Another solution that avoids nested functions. Similar to http://wiki.drewhess.com/wiki/SICP_exercise_1.28. However, this version does not intermingle the non-trivial-sqrt property check with returning the correct result in expmod. Instead, the non-trivial-sqrt property check is a dedicated function which returns true or false, as it should be. Only works for n>0. Uses the 'let' special form not introduced at this point of the book.

  
 (define (miller-rabin n) 
   (miller-rabin-test (- n 1) n)) 
  
 (define (miller-rabin-test a n) 
   (cond ((= a 0) true) 
         ; expmod is congruent to 1 modulo n 
         ((= (expmod a (- n 1) n) 1) (miller-rabin-test (- a 1) n)) 
         (else false))) 
  
 (define (expmod base exp m) 
   (cond ((= exp 0) 1) 
         ((even? exp) 
          (let ((x (expmod base (/ exp 2) m))) 
            (if (non-trivial-sqrt? x m) 0 (remainder (square x) m)))) 
         (else 
          (remainder (* base (expmod base (- exp 1) m)) 
                     m)))) 
  
 (define (non-trivial-sqrt? n m) 
   (cond ((= n 1) false) 
         ((= n (- m 1)) false) 
         ; book reads: whose square is equal to 1 modulo n 
         ; however, what was meant is square is congruent 1 modulo n 
         (else (= (remainder (square n) m) 1)))) 
  

Another solution in GNU Guile:

 ;;;; Under Creative Commons Attribution-ShareAlike 4.0 
 ;;;; International.
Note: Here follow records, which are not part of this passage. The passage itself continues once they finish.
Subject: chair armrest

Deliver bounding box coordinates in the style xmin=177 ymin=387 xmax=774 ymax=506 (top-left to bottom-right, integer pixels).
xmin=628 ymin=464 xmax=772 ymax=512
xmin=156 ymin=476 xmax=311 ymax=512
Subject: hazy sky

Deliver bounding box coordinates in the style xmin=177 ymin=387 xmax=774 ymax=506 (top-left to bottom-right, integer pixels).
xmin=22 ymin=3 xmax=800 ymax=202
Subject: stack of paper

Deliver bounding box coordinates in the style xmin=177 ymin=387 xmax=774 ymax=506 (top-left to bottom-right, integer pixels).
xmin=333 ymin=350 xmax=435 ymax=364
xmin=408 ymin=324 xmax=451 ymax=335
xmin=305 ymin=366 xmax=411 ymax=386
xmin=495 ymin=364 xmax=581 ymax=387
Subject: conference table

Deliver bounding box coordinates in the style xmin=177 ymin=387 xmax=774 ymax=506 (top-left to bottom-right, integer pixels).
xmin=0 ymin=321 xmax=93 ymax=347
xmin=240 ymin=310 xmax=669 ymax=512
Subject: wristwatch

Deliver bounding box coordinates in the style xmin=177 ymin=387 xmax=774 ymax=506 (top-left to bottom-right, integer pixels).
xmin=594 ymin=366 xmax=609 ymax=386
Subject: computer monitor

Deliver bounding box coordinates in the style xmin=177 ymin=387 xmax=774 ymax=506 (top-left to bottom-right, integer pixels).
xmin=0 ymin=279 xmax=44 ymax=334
See 
 ;;;; <https://creativecommons.org/licenses/by-sa/4.0/>. 
  
 (define-module (net ricketyspace sicp one twentyeight) 
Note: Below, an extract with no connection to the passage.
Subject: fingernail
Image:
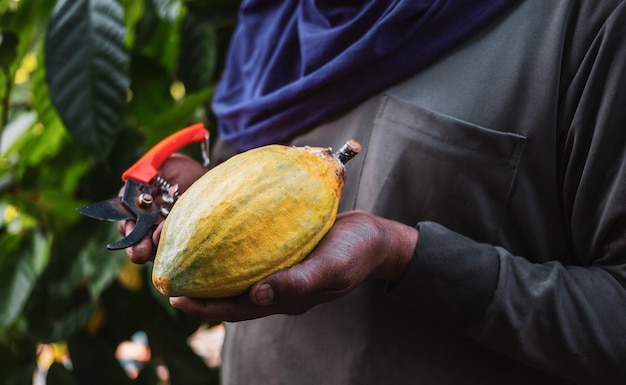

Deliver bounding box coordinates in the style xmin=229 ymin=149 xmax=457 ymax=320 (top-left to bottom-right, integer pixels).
xmin=255 ymin=283 xmax=274 ymax=305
   #:use-module (srfi srfi-1) 
   #:export (miller-rabin-test prime? run-tests)) 
  
 (define (sqmod x m) 
   "Return x^2 if `x^2 mod m` is not equal to `1 mod m` 
 and x != m - 1 and x != 1; 0 otherwise." 
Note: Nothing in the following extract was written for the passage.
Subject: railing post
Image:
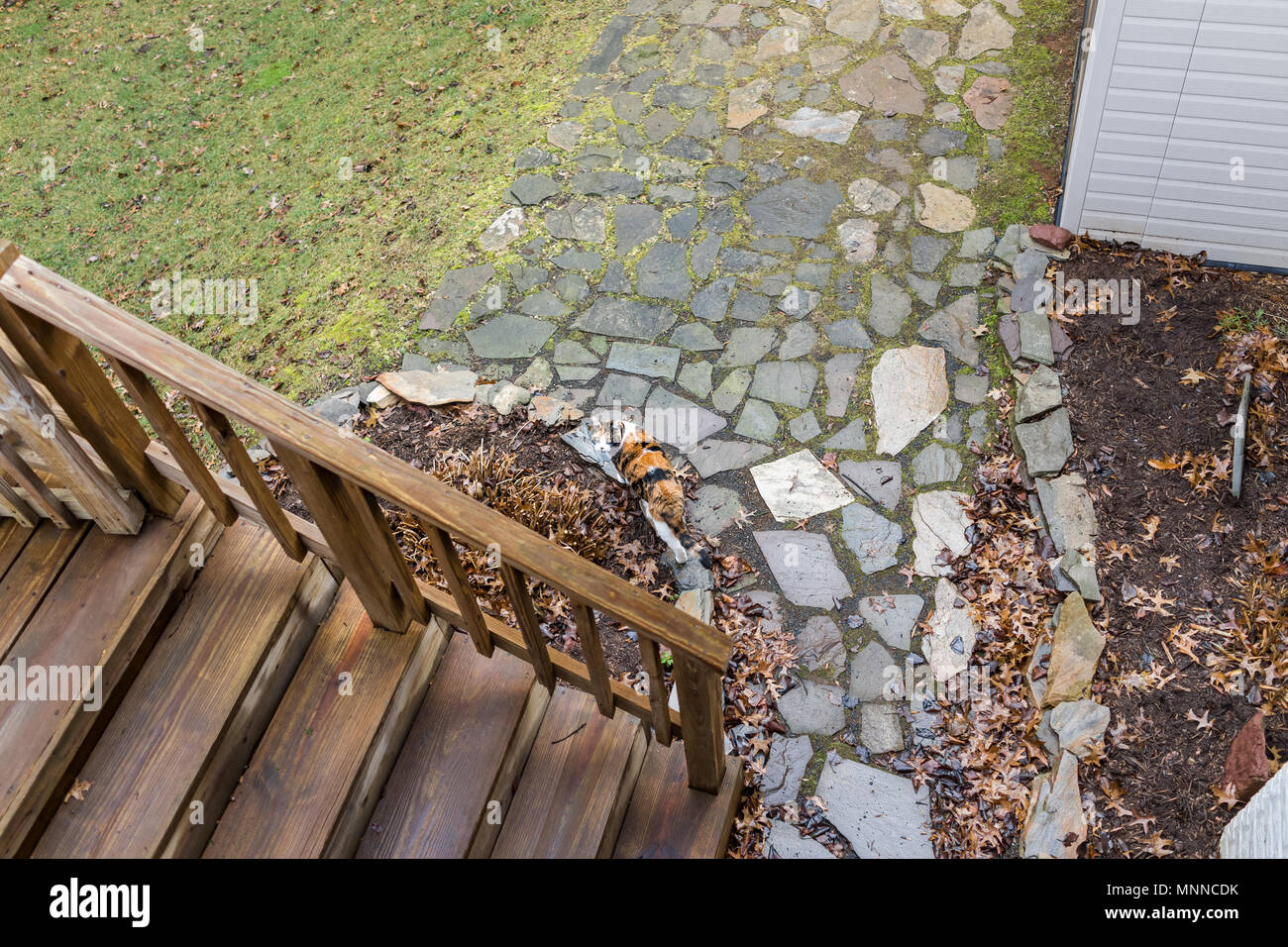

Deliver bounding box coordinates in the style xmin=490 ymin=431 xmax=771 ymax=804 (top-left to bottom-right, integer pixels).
xmin=0 ymin=287 xmax=187 ymax=517
xmin=671 ymin=651 xmax=725 ymax=792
   (let ((square (* x x))) 
     (cond ((and  (= (remainder square m) 1) ; 1 mod m = 1 
                  (not (= x (1- m))) 
                  (not (= x 1))) 
            0) 
           (else square)))) 
  
 (define (expmod base exp m) 
   (cond ((= exp 0) 1) 
         ((even? exp) 
          (remainder (sqmod (expmod base (/ exp 2) m) m) 
                     m)) 
         (else 
          (remainder (* base (expmod base (- exp 1) m)) 
                     m)))) 
  
 (define (miller-rabin-test n) 
   (define (pass? a) 
     (= (expmod a (1- n) n) 1)) 
   (fold (lambda (a p) (and (pass? a) p)) #t (iota (1- n) 1))) 
  
 (define (prime? n) 
   (if (miller-rabin-test n) #t #f)) 
  
  
 ;;; Tests 
  
 (define (carmichael-numbers-pass?) 
   "Return #t if the sample carmichael numbers are detected as non-prime." 
   (let ((numbers '(561 1105 1729 2465 2821 6601))) 
     (cons "carmichael-numbers-pass?" 
           (fold (lambda (n p) (and (not (prime? n)) p)) #t numbers)))) 
  
 (define (prime-numbers-pass?) 
   "Return #t if the sample prime numbers are detected as prime" 
   (let ((numbers '(311 641 829 599 809 127 419 13 431 883))) 
     (cons "prime-numbers-pass?" 
           (fold (lambda (n p) (and (prime? n) p)) #t numbers)))) 
  
 (define (even-numbers-pass?) 
   "Return #t if the sample even numbers are detected as non-prime" 
   (let ((numbers '(302 640 828 594 804 128 414 12 436 888))) 
     (cons "prime-numbers-pass?" 
           (fold (lambda (n p) (and (not (prime? n)) p)) #t numbers)))) 
  
 (define (run-tests) 
   (map (lambda (test) (test)) (list carmichael-numbers-pass? 
                                     prime-numbers-pass? 
                                     even-numbers-pass?))) 
  
 ;;; Guile REPL 
 ;;; 
 ;;; scheme@(guile-user)> ,use (net ricketyspace sicp one twentyeight) 
 ;;; scheme@(guile-user)> (run-tests) 
 ;;; $18 = (("carmichael-numbers-pass?" . #t)  
 ;;;        ("prime-numbers-pass?" . #t)  
 ;;;        ("prime-numbers-pass?" . #t))